There are a variety of reasons South African parents with young children are keen to send their children to a UK university. While you might want to give your child an educational edge, moving an entire family overseas can be stressful and costly. What’s more, it’s almost impossible for South Africans to maintain their quality of life when moving to the UK. However, there is a way you can start saving to send your child to a UK university and continue to live in South Africa.
Times have changed, and sending your South African child to a UK university is no longer a far-fetched dream. Before we get to the how let’s first look at the why you’d want to do this.
Internationalising Your Child’s Education
The UK has long been renowned for its high quality of universities.
Besides the world-renowned establishments like Oxford, Cambridge and the London School of Economics (to name but a few), there are literally hundreds of universities and colleges across the UK. Many of these institutions are among the finest in the world and guarantee a top-notch tertiary education for your child.
In addition to the academic benefits, studying overseas will broaden your child’s horizons in a way that no other experience can.
This valuable perspective on the world is something that few people in can claim, putting your child into an exclusive percentile of the professional world. This alone is enough to convince many parents to save up and send their children abroad for their studies.
It makes it much easier for your child to get a UK passport
While your child is studying they will hold a Tier 4 student visa. This visa is specifically for non-UK citizens studying in the UK. While studying on this visa one may work in only very limited and rigidly define scenarios. To get full-time work in the UK, a Tier 4 holder will need to apply for a different visa.
Most non-UK citizens wishing to work in the UK need to apply for a Tier 2 visa. The challenge most employers face when recruiting nationals from overseas is that they must first show that there was no-one available in the local labour market to fill the role. Potential employers must, therefore, conduct a resident labour market test that involves advertising the role to local residents before they can nominate an overseas recruit to fill the role.
Here’s the good news: Non-UK citizens who have completed a course at a UK university are treated differently.
Your child, as a UK university graduate, will be treated as a local resident and any employer looking to recruit them from within the UK would be exempt from having to advertise the role first. This means that your child will be given an equal chance to fill a role with a UK employer and places them at an advantage over any applicant applying from overseas.

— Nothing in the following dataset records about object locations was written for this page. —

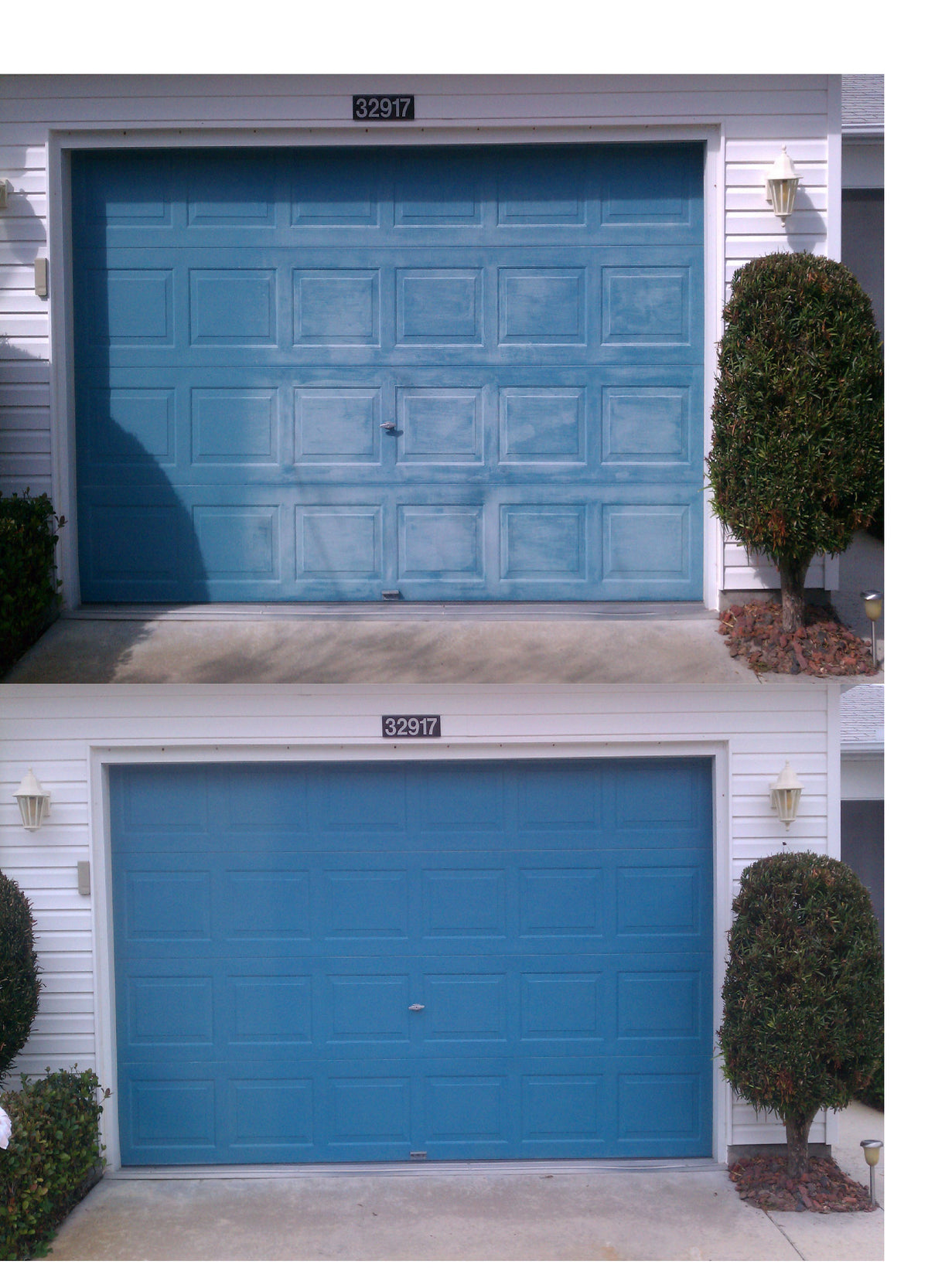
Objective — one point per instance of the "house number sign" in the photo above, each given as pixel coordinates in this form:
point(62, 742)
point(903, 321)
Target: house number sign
point(411, 727)
point(383, 107)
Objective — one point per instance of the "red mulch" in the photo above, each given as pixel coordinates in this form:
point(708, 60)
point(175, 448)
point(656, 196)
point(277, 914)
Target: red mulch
point(821, 647)
point(762, 1181)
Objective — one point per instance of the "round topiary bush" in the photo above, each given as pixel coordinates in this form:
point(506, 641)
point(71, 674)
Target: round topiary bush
point(19, 984)
point(797, 458)
point(802, 1024)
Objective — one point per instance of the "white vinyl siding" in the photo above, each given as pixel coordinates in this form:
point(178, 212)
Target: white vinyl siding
point(62, 731)
point(753, 115)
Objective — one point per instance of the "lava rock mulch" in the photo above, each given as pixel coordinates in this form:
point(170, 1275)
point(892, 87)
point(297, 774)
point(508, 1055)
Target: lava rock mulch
point(762, 1181)
point(823, 647)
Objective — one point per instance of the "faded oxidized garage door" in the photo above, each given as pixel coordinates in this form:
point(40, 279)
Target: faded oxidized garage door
point(455, 373)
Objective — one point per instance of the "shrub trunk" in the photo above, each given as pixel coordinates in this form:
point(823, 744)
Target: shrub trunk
point(793, 593)
point(797, 1143)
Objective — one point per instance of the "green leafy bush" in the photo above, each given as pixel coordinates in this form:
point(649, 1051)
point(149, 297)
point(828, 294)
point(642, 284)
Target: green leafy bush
point(797, 458)
point(802, 1024)
point(19, 982)
point(52, 1160)
point(29, 591)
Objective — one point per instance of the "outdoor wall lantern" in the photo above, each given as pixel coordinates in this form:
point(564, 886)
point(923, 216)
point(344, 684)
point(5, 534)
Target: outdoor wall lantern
point(34, 802)
point(873, 607)
point(785, 795)
point(872, 1149)
point(781, 186)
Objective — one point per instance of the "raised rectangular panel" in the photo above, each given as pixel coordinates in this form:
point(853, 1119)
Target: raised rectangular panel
point(129, 425)
point(657, 1003)
point(355, 802)
point(220, 195)
point(561, 1108)
point(655, 1106)
point(166, 906)
point(464, 1007)
point(541, 305)
point(270, 1009)
point(371, 1007)
point(338, 425)
point(466, 1109)
point(441, 541)
point(237, 543)
point(646, 541)
point(271, 1112)
point(367, 905)
point(565, 902)
point(646, 305)
point(234, 427)
point(561, 796)
point(541, 189)
point(464, 902)
point(131, 305)
point(440, 425)
point(332, 189)
point(657, 901)
point(176, 1113)
point(646, 424)
point(468, 795)
point(164, 1010)
point(541, 425)
point(135, 541)
point(561, 1006)
point(234, 305)
point(660, 794)
point(370, 1112)
point(643, 186)
point(111, 193)
point(336, 305)
point(263, 798)
point(339, 543)
point(441, 195)
point(165, 799)
point(267, 905)
point(539, 543)
point(440, 305)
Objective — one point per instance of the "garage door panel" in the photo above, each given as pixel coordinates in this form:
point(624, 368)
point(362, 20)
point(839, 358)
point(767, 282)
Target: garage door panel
point(240, 346)
point(386, 975)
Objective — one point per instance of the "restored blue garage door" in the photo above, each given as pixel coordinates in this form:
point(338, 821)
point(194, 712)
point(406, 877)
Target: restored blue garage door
point(479, 960)
point(467, 373)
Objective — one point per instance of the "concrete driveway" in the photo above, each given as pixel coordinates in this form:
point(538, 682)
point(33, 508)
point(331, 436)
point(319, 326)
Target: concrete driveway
point(464, 1212)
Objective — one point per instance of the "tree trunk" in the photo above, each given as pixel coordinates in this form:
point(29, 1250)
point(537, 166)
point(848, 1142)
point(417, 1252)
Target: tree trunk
point(797, 1144)
point(793, 593)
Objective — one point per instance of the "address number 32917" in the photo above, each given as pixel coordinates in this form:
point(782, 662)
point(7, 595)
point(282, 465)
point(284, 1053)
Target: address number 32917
point(411, 727)
point(383, 107)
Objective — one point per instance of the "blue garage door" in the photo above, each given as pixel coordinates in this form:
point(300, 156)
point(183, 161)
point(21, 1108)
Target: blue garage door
point(347, 963)
point(336, 373)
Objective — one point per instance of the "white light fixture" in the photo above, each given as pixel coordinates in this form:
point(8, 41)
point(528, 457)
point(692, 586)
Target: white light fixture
point(781, 186)
point(34, 802)
point(873, 607)
point(872, 1149)
point(785, 794)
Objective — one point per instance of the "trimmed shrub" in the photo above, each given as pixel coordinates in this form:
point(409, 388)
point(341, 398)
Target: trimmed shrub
point(53, 1158)
point(797, 458)
point(802, 1024)
point(29, 591)
point(19, 982)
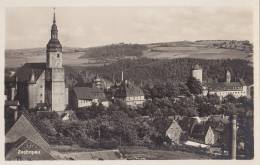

A Tier 2 visa holder who has spent five continuous years in the UK on that visa, your child can apply for the UK’s version of permanent residence – known as indefinite leave to remain (ILR). After holding ILR for one year, they may apply to naturalise as a British citizen. At this point, they can apply for a British passport and start reaping the rewards of the decisions you took many years prior.
Don’t leave South Africa for your children’s sake
Given the clear benefits of a UK university education, it’s not surprising that many families consider moving their whole family to the UK to give their children a chance at studying abroad. In these situations, most choose to emigrate while their children are still in school. The thinking is that this will make the transition to university easier as the child and the family will have had time to put down roots.
Our advice to people who find themselves in this situation is: Take a step back and look hard at your options. Full-scale emigration from South Africa is not always the answer. There are enormous social and financial costs involved, particularly if you have a family and an established life in South Africa.
It’s no secret that South Africans who immigrate to the UK will have to take a massive cut in salary, standard of living and bear other stresses involved with moving young children half way across the globe.
The solution is much simpler
Stay in South Africa. Enjoy the quality of life. Grow a little older with your friends and family while your children finish their schooling at one of the many excellent private or quintile five (former model C) schools across the country.
While you’re living in South Africa you can begin to save up for their eventual UK university education. We have put together a service that facilitates your children’s relocation to the UK on a Student visa and their eventual naturalisation as British citizens.
As a parent, you always want to ensure that your children have the best chances in life; their university education is a massive part of that. With all the uncertainty around the future of South African universities, it may be time to consider the best way to future-proof your child’s education and career.